Originally Posted by Walker-san
How will the CO2 kill it?
The C02 is not breathable, and most strains of bacteria require oxygen for growth. As the yeast converts sugars into alchohol it puts off extreme amounts of C02 which will protect the beer. As you will read closed fermentation can induse stress in yeast! Read this great info

Open Fermentation
by Jim Busch

This article is going to cover the concepts of using open fermenters in
brewing. The debates over open versus closed fermentation will no doubt
continue as long as there are interested brewers to debate. I intend to
present some of my feelings, opinions, and experiences with using open
fermenters, and point out some of the inherent pros/cons of using this
technique. I want to emphasize one thing about this issue: the choice of
fermenters is not going to be *the* deciding factor in your finished product,
many other factors will play a more important part in the character of
your beer. Namely, malt choices, mashing programs, and above all, yeast
strain/viability/cleanliness will be the dominant influences on the finished
beer. Having said this, there are instances where breweries who changed
from open fermenters to closed unitanks have noted distinct changes in the
perceived quality of the beers, when judged by experienced taste panels. [1]

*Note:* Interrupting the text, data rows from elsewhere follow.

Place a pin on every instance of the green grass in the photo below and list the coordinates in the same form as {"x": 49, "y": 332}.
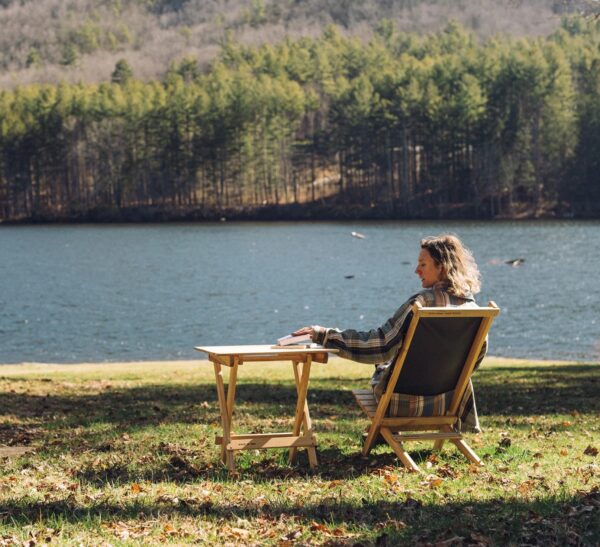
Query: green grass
{"x": 125, "y": 454}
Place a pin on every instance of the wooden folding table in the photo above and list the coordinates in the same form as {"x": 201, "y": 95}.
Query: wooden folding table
{"x": 301, "y": 435}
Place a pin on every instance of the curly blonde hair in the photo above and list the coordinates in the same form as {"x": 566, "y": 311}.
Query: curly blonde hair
{"x": 459, "y": 268}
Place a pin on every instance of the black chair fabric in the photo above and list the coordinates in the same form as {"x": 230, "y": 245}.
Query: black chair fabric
{"x": 437, "y": 355}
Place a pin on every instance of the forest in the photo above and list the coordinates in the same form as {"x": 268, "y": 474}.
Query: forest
{"x": 404, "y": 125}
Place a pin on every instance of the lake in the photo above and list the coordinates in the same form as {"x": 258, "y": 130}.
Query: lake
{"x": 74, "y": 293}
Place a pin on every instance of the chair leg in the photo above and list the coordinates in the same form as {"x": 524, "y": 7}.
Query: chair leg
{"x": 399, "y": 450}
{"x": 370, "y": 440}
{"x": 467, "y": 451}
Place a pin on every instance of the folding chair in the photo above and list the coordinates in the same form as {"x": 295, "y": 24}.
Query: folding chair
{"x": 438, "y": 355}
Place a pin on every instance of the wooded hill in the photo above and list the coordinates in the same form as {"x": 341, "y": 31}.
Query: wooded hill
{"x": 403, "y": 126}
{"x": 51, "y": 41}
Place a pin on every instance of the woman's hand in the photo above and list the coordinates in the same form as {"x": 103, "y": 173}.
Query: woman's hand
{"x": 304, "y": 330}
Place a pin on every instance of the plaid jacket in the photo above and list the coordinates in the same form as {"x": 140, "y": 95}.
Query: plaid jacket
{"x": 382, "y": 346}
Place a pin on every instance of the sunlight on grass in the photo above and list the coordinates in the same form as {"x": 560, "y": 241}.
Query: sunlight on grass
{"x": 125, "y": 453}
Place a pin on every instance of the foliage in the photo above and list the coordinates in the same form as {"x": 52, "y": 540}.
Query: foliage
{"x": 125, "y": 454}
{"x": 405, "y": 126}
{"x": 151, "y": 34}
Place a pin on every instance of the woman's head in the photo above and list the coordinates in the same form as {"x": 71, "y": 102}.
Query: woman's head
{"x": 445, "y": 258}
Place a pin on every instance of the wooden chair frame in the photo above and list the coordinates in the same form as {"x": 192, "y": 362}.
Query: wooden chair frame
{"x": 440, "y": 428}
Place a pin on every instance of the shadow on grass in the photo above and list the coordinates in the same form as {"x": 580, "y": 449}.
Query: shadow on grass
{"x": 572, "y": 520}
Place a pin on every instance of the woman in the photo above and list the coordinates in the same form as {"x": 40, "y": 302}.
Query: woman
{"x": 450, "y": 277}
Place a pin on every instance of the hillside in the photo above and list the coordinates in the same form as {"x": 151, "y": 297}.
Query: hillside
{"x": 82, "y": 40}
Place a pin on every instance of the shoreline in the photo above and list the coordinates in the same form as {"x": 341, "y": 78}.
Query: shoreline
{"x": 35, "y": 366}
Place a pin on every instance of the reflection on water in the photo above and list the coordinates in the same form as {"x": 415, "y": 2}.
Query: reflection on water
{"x": 107, "y": 293}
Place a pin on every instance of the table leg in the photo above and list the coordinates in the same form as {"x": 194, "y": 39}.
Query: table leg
{"x": 302, "y": 417}
{"x": 224, "y": 400}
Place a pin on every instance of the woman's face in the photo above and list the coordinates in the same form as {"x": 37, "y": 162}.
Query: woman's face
{"x": 429, "y": 273}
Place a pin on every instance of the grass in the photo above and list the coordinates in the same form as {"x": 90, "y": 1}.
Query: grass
{"x": 125, "y": 454}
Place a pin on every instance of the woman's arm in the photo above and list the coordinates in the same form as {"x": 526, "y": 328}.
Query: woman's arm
{"x": 374, "y": 346}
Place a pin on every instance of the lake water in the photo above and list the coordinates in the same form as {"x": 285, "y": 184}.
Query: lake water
{"x": 135, "y": 292}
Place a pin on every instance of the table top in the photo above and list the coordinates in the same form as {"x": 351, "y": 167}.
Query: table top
{"x": 260, "y": 350}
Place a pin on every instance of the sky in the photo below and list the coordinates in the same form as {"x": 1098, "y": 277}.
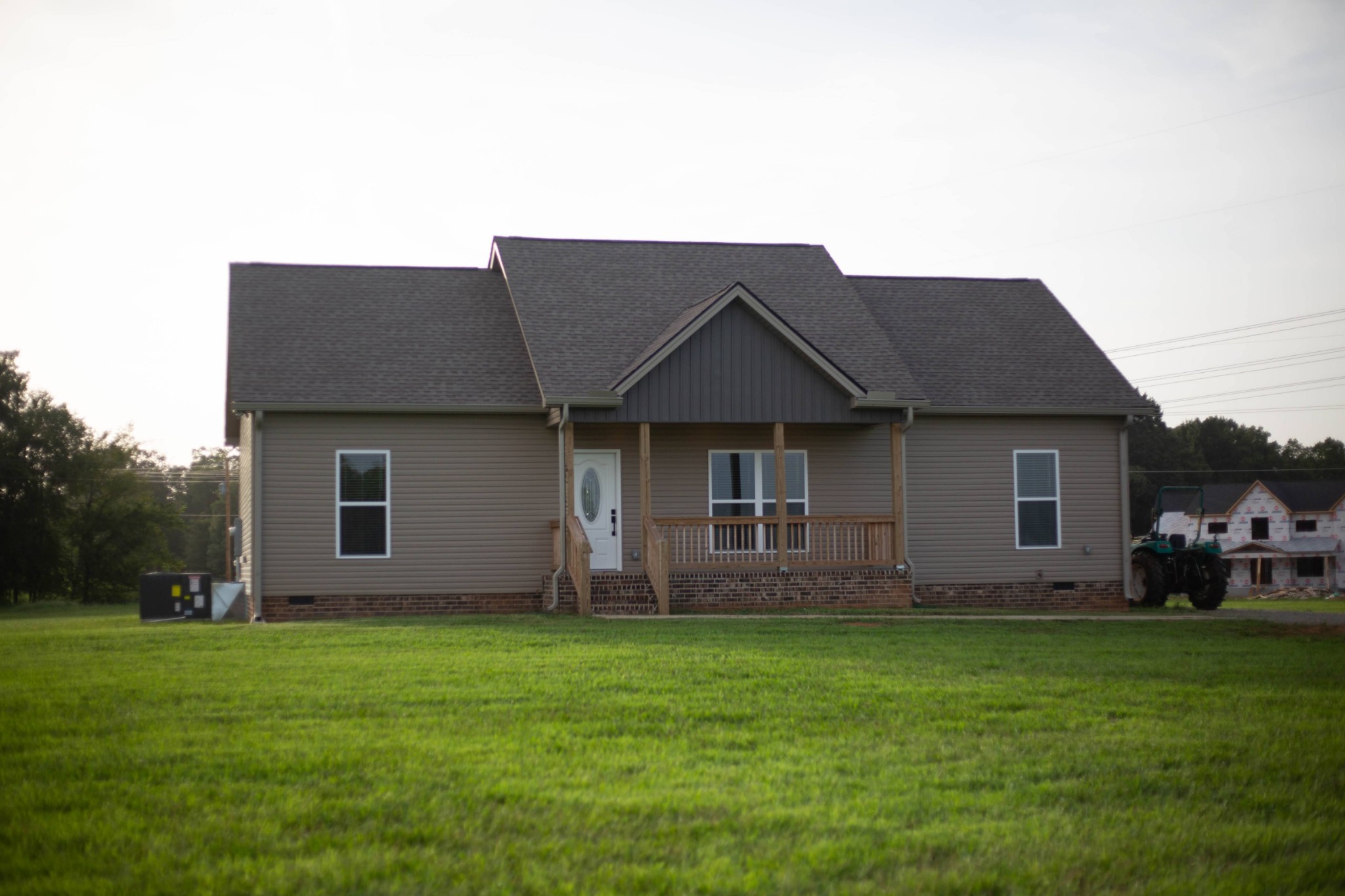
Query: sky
{"x": 1168, "y": 168}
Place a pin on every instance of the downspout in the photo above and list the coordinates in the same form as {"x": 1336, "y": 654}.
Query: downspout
{"x": 1124, "y": 450}
{"x": 259, "y": 418}
{"x": 560, "y": 467}
{"x": 908, "y": 417}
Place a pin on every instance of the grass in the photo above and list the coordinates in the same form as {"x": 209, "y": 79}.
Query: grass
{"x": 550, "y": 756}
{"x": 1315, "y": 605}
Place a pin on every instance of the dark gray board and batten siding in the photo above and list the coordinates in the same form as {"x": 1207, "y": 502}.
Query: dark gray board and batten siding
{"x": 961, "y": 499}
{"x": 735, "y": 370}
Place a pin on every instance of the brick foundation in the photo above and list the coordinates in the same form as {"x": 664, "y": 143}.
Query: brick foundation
{"x": 397, "y": 605}
{"x": 718, "y": 590}
{"x": 767, "y": 589}
{"x": 1025, "y": 595}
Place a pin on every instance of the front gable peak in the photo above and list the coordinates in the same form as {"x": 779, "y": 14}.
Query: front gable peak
{"x": 701, "y": 313}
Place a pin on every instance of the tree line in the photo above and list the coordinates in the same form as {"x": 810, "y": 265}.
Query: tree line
{"x": 84, "y": 513}
{"x": 1212, "y": 450}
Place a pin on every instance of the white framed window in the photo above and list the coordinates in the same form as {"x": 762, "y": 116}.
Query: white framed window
{"x": 1036, "y": 499}
{"x": 363, "y": 504}
{"x": 743, "y": 484}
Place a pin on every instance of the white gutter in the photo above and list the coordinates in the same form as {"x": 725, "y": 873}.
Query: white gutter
{"x": 560, "y": 465}
{"x": 1124, "y": 449}
{"x": 907, "y": 419}
{"x": 256, "y": 547}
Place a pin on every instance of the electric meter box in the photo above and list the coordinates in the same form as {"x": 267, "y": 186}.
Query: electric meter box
{"x": 175, "y": 595}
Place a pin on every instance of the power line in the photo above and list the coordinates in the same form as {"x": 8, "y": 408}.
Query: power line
{"x": 1145, "y": 223}
{"x": 1328, "y": 382}
{"x": 1256, "y": 410}
{"x": 1265, "y": 469}
{"x": 1227, "y": 339}
{"x": 1220, "y": 332}
{"x": 1103, "y": 146}
{"x": 1229, "y": 370}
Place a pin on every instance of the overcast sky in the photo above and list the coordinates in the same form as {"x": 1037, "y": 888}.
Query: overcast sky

Open fermentation is a concept that most homebrewers think is a sure route
to infected beer, or as something to be employed in some dark cellar in an old
European brewery. I say nonsense! Think for a minute about some of the
best world class beers and then think of how many are made using open
fermenters: Sierra Nevada, Anchor, numerous English, Belgian and yes, even
German brewers use them. It is a common sight in Bavaria to see a brewer
mucking around in the thick krausen on top of the open fermenter, collecting
samples, skimming yeast, generally doing things that homebrewers are told
to avoid. Eric Warner has noted in his excellent book on Wheat beers that
open fermenters are the preferred method of German weizen production [2],
and that when open fermenters are used the yeast can be repitched for many
more generations than when a closed fermenter is used.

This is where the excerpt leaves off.